Sunday, January 29 2012 7pm
Bush Films
Presented by the Home Movie History Project
Home movies of hunting, fishing and working in the great Canadian bush.
By the later 50’s home movie equipment was cheap enough that working men and women began to cart their camera gear into the bush to document their enjoyment of woodcraft, sport and work on the land. From Nova Scotia, Ontario and BC, we present images of life set in what Canadians have most often just called the bush.
Rock blasts and log booms. Stubbies, cigs and firearms. Frozen lakes and tall mountains.
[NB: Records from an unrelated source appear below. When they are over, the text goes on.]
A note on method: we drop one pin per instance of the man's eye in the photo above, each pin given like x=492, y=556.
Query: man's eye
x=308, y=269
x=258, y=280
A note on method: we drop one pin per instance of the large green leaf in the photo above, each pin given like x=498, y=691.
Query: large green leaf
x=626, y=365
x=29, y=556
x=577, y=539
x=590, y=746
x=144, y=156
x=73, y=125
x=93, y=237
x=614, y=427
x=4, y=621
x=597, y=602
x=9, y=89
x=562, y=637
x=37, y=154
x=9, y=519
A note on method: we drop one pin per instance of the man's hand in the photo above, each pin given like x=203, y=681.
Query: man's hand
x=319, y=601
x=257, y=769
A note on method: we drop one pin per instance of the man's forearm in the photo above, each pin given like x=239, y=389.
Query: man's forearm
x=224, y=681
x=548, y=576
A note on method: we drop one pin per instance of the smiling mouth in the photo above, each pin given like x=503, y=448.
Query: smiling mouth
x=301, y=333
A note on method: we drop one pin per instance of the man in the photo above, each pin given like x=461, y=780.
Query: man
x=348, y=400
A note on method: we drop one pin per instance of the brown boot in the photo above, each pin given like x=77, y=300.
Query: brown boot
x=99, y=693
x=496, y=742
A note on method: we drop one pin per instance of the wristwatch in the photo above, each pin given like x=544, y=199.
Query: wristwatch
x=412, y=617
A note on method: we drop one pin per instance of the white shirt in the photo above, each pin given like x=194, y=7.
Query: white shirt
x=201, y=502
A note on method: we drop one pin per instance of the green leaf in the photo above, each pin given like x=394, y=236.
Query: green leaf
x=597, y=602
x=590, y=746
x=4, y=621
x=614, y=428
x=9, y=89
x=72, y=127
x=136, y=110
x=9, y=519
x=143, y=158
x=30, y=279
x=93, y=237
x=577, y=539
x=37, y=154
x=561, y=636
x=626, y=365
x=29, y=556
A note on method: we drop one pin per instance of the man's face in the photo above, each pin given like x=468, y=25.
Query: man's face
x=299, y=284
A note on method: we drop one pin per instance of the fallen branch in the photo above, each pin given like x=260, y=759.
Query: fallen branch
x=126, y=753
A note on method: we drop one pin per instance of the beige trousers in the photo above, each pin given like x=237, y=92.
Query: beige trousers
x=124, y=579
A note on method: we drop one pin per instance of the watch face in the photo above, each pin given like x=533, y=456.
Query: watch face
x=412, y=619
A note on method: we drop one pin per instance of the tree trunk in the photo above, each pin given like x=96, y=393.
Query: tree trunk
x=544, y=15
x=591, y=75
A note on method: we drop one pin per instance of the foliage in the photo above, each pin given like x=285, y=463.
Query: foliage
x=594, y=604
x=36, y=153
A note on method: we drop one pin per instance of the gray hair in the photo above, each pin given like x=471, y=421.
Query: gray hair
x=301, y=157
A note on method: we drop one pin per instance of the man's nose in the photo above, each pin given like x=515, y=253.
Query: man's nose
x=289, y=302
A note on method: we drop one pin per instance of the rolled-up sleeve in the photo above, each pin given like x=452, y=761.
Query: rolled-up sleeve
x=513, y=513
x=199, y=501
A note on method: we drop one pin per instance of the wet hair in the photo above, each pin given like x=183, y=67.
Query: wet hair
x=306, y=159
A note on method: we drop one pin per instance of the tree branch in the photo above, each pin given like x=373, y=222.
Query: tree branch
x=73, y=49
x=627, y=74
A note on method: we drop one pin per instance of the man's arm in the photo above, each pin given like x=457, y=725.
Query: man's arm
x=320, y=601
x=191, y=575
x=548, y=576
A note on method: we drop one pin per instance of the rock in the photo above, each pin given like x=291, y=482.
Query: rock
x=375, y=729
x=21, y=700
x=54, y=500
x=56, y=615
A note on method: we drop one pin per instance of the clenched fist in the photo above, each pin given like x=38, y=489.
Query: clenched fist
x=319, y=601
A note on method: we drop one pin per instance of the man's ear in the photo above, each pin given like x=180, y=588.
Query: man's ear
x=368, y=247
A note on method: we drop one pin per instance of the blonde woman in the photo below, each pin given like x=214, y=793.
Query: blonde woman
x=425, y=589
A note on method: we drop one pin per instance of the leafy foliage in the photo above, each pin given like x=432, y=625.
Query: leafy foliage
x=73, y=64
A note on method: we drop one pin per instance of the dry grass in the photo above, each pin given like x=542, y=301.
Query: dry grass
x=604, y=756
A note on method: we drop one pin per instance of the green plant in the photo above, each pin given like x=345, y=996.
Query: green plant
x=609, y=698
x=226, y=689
Orange vests and caps. Evergreens and birch. Bush planes and back roads. In this world of rock, snow and stunning fall colours, the man’s man culture of rural Canada is played out for the camera by bold men and a few still bolder women.
Sunday, January 29 2012 9pm
Bagerooooo, five! Part 2 recent small-gauge filmmaking!
sponsored by the Canadian Filmmakers Distribution Centre
Part two of our exciting new works show closes out this year's screenings! These films were selected from an international call for recent small gauge films. Films by Dagie Brundert, Amanda Dawn Christie, Hayley Elliot, Martin Reis, Frank Biesendorfer, Chris Kennedy, Jonathan Culp, Jason Halprin, Rick Bahto, Aaron Zeghers, Christine Lucy Latimer, Paul Clipson, James Noel, Charles Officer and Adam Garnet Jones.